Obama unveiled several changes to the relatively new income-based repayment system for federal loans. His plan calls for reduced monthly repayments for borrowers with high debt and low income, and for a loan consolidation option offering lower interest rates. The reforms came amid increasing public pressure over mounting student loan burdens.

“Some of the information we have right now is preliminary, but what I’m being told by the Department of Education is that there will be some added relief for people on income-based repayment,” said Heather Jarvis, a student loan consultant. “It will be for people who borrowed their first student loan in 2008.”

That means law students who took out federal loans to help pay for their undergraduate degrees will see no benefit, Jarvis said.

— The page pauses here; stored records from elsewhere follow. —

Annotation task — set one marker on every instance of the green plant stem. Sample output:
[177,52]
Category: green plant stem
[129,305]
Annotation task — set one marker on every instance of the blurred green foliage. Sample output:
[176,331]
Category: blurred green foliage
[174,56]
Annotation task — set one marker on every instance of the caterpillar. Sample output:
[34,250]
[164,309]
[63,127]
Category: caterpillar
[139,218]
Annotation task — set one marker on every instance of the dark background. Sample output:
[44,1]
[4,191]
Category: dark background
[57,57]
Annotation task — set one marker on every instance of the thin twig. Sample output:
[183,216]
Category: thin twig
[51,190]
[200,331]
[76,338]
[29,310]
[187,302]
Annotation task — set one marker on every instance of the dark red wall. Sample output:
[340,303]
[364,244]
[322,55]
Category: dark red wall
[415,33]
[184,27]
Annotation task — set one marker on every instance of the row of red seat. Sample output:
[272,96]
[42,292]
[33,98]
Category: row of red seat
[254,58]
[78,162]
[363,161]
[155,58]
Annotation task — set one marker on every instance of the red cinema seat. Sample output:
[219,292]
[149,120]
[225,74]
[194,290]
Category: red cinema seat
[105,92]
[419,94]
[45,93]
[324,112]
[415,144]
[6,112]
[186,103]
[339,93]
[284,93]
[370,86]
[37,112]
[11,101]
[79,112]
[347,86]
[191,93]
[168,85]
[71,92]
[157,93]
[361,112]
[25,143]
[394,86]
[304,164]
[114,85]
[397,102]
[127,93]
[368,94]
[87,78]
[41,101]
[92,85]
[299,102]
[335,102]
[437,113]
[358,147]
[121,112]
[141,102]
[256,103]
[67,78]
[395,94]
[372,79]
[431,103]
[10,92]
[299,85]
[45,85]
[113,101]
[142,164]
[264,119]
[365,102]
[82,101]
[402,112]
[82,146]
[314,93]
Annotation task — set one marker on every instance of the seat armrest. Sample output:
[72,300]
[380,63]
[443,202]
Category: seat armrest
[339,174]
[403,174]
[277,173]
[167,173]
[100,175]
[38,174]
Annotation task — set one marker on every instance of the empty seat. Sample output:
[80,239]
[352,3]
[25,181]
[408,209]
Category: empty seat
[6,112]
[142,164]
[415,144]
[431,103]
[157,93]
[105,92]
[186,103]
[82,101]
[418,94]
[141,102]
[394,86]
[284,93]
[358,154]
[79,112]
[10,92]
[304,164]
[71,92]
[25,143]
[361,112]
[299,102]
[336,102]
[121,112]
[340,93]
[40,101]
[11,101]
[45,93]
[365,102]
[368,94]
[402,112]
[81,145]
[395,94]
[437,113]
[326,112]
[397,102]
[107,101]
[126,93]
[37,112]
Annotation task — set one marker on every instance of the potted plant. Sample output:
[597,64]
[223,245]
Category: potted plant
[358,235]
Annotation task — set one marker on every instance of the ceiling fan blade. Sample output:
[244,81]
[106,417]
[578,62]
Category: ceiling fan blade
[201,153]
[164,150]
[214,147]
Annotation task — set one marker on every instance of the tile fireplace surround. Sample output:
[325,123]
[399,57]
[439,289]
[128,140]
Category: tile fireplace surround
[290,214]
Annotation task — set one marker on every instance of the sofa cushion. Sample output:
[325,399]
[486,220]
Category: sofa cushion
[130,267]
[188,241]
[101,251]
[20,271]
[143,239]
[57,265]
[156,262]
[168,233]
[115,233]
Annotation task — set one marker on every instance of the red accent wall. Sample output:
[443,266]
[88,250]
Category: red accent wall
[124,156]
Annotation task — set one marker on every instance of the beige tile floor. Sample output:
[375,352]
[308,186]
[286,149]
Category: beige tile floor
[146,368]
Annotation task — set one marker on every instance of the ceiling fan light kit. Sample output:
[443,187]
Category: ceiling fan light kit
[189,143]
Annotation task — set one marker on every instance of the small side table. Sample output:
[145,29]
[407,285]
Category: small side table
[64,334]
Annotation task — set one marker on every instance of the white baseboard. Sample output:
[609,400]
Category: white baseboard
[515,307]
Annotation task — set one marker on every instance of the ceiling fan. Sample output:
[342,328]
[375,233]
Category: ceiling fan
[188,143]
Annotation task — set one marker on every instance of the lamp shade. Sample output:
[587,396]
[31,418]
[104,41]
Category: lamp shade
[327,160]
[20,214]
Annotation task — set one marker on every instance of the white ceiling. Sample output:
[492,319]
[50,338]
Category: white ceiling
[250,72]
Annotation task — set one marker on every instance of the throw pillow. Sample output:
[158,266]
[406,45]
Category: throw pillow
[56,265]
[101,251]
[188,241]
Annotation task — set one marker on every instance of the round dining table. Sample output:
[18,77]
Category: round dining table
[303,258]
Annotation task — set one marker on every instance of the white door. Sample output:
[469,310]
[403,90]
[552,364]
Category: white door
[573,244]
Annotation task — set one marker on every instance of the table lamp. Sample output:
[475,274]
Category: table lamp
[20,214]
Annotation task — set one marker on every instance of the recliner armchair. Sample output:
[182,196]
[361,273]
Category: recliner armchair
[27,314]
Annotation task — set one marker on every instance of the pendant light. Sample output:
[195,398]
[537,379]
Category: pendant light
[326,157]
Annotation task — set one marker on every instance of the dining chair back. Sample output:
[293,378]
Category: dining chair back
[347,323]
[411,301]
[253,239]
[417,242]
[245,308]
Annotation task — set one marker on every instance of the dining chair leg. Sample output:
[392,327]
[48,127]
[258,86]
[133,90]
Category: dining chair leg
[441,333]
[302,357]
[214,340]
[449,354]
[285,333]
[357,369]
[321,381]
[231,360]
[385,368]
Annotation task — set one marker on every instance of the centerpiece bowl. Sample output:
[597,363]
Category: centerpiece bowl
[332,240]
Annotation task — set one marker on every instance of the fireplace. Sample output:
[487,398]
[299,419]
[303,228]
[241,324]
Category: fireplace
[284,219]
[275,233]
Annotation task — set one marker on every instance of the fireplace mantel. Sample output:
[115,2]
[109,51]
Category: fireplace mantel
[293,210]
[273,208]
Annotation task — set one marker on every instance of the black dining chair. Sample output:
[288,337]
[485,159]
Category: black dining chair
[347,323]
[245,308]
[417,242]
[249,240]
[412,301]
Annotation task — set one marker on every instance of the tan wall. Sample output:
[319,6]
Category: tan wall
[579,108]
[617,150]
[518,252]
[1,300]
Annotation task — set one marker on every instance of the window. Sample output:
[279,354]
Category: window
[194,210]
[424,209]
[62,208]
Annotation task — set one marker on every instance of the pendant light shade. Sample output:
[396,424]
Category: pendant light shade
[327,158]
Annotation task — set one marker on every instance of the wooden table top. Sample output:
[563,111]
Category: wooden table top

However, some law students likely will qualify for loan consolidation, she said.

The reforms apply only to federally guaranteed loans, not private student loans, said Radhika Singh Miller, program manager for educational debt relief and outreach at Equal Justice Works.

“What’s really missing is relief for those who had to borrow private loans,” Miller said. “And it’s not going to help those of us who have already graduated.”

The income-based repayment system went into effect for the class of 2009. The program limits monthly loan repayments according to income. Graduates who undertake long-term public interest careers can qualify for debt forgiveness.

At present, monthly federal student loan payments are capped at 15% of the borrower’s discretionary income, for people who signed up for income-based repayment. After the borrower makes qualifying payments for 25 years, the federal government will forgive any remaining loan debt. Last year, Congress modified the system to cap payments at 10% of a borrower’s discretionary income and forgive debt after 20 years. The changes were to benefit new borrowers beginning in 2014.

Obama would simply bump up the effective date to benefit graduates beginning in 2012 — provided they had not previously taken out federal student loans.

“It’s not going to change the options for most current law students,” Jarvis said. “They don’t want to open the floodgates.”

Still, the focus on income-based repayment was a good thing, she said. Many recent graduates who qualify for that option don’t know it. According to Jarvis, recent figures indicate that about 450,000 graduates have signed up for income-based repayment, although millions qualify.

One change that might benefit law students is loan consolidation. The government will start offering that option for federal loans with an interest rate between 0.25 percent and 0.5 percent lower than the going rate of 6.8 percent, Miller said.

However, the only people who will qualify are those with a combination of federal direct loans and federal family educational loans — the latter, better known as FFELs, a type of loan that the government eliminated in 2010.

Law students graduating in 2011 may qualify for the new consolidation option; the government has said it will notify those who are eligible. The option will go into effect in 2012, and the class of 2011 will begin loan repayments several months earlier than that, Jarvis said. Therefore, borrowers who graduated in May should make their initial payments before consolidating their loans, or else ask for several months’ forbearance while they check whether they qualify for the new consolidation option, she said. Previously consolidated loans will not qualify for the new, lower-interest option.

A 0.5 percent decrease in the interest rate may not seem like much, but it can make a significant difference over 20 or 30 years, Miller said.

“One difference it might have is a reduction in the level of defaults,” Miller said. “It makes things easier when you have just one loan to keep up with and you’re making a single monthly payment.”